Aku hanya menggangguk dan mengambil ponselku dari genggamannya. 

“Terima kasih.” Dia hanya bergumam pelan. 

Baru saja aku ingin mengangkat, deringnya sudah berhenti. Semenit setelahnya, dering itu kembali terdengar, tapi bukan dari ponselku, melainkan dari ponsel pria tadi. 

“Maaf, kali ini giliranku.” Dia melemparkan senyum yang sangat khas. 

Aku baru sadar kalau ternyata kami mempunyai dering ponsel yang sama. Sungguh kebetulan. Dia masih sibuk berbicara di telepon, sesekali bergumam pelan, dan kelihatannya itu telepon penting, terlihat dari raut wajahnya yang serius. 
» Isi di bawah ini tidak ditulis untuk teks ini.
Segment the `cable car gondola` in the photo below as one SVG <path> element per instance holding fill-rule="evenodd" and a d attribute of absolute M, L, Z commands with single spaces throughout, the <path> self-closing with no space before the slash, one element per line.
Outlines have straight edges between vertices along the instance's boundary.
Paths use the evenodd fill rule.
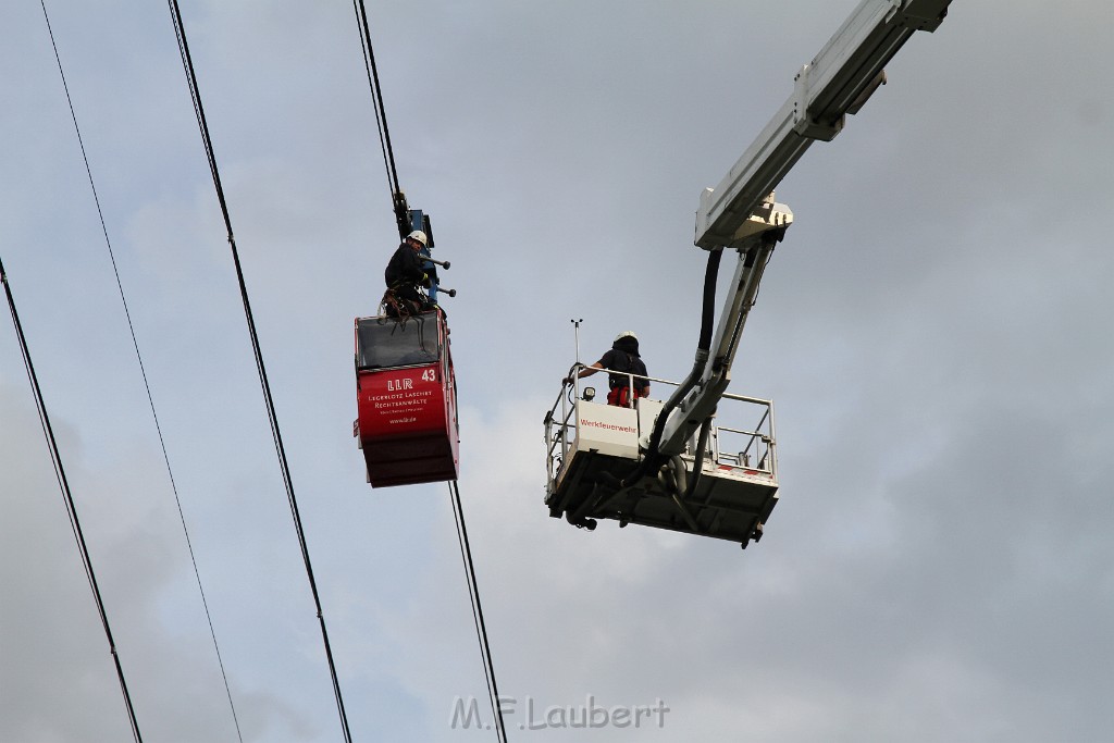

Sepuluh menit kemudian, dia duduk di hadapanku. Semuanya mengalir begitu saja, entah siapa yang memulai, kami mulai saling bercerita tentang kehidupan kami masing-masing. Tentang aku yang sering ke sini sepulang kuliah karena berdekatan dengan kampus, tentang dia yang setiap senin dan kamis ke sini hanya untuk berbuka puasa karena lokasi kampusnya yang lumayan jauh, rupanya dia salah satu pria yang jarang kutemui. Atau tentang kami yang kebetulan mempunyai nada dering yang sama. 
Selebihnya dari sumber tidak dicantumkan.